"What's more expensive, higher taxes and bigger government, or instability? Instability every time"
At our 6th annual Splash LA conference on Thursday, we were proud to have Mark Cuban, Shark Tank host and owner of the Dallas Mavericks, come join us to give us his thoughts on everything from entrepreneurship to the national debt.
Part of what makes Cuban such a great interview is not only the fact that he is so multifaceted, being a TV star, the owner of a major sports franchise and an investor, but that he's not afraid to speak his mind.
In no area has that been more clear than when it comes to politics. Cuban, who has openly talked about one day possibly running for President, has not been shy about letting his feelings about the current state of the election be known.
On stage, Vator CEO Bambi Francisco asked Cuban about his endorsement of Hillary Clinton, despite saying last year, “I would prefer to be a Republican. I want smaller government. I want smarter government.”
"The most expensive risk is political and social instability. If we're not safe, if there's riots in the streets, or there's social unrest, then businesses can't open, you can't get to work, and commerce can't happen. To me, Trump increases that risk exponentially," he said.
"Here he is, this close to being President of the United States, and he just can't shut up. He has to say some stupid shit all the time. Put aside what he said 11 or 12 years ago, that's bad enough, but just what he says now. There’s no there there when he talks. He has such a lack of self awareness, and such a lack of contextual awareness, that it's likely that he would say something offensive as President and offend North Korea or China or Russia. Invasions happen. There's military instability. There's a very fragile global peace and, to me, he's the greatest risk. What's more expensive, higher taxes and bigger government, or instability? Instability every time."
Francisco countered by saying that electing a president isn't electing just one person, but a group of smart people, and she named a number of Trump supporters - Peter Thiel, Rudy Giuliani, T. Boone Pickens, Carl Icahn, etc.
Cuban countered that, so far, he hasn't had a good track record with people on his team.
“Look at his track record. He’s been through three different campaign managers. Nobody, not one single person, has stood up, and said, ‘Boy, I worked for Trump forever and he was a great mentor to me. Or, ‘Boy, Donald Trump invested in my company, what a great mentor.’ Have you heard of one investment he’s made or from one entrepreneur? Not one. ‘Boy, Donald Trump made me a shitload of money.’ Words no one has ever said. So, when you say, ‘He’ll put good people around him,’ he hasn’t demonstrated the ability to do that.”
Cuban admitted that he started off liking Trump, calling him "probably the best thing to happen to politics in a long, long time."
"I don't care what his actual positions are," Cuban wrote in early 2015. "I don't care if he says the wrong thing. He says what's on his mind. He gives honest answers rather than prepared answers. This is more important than anything any candidate has done in years."
He switched when he spoke to Trump and realized he had no interest in learning.

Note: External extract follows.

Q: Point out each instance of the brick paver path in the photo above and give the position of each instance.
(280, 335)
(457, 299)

“A big part of my supporting Donald at that time was that I thought Ted Cruz was smart and dangerous. Trump is just dangerous. When we got to the Republican convention, I started asking him, ‘Learn this stuff. You gotta learn this,’ and just no interest. I sent him links to books. Oh, it’s crazy. I talked to him when that whole FBI Apple hacking thing was out, from San Bernadino. I tried to send him stuff to explain it to him, just no interest in learning whatsoever,” said Cuban.
“So, when you ask me, ‘What happened? Why did I change?’ I told him, ‘At some point, you have to stand up and learn these policies. You have to learn. How that applies to advisers, if you’re sitting around and you’re trying to decide what Putin’s going to do next, and you’re trying to anticipate what’s going to happen with North Korea, and what should you do here, and what should you do there? You’re going to have five different advisers potentially giving you five different pieces of advice. You can’t make a choice, and make a qualified decision, if you have no idea what you’re talking about. That’s the problem.”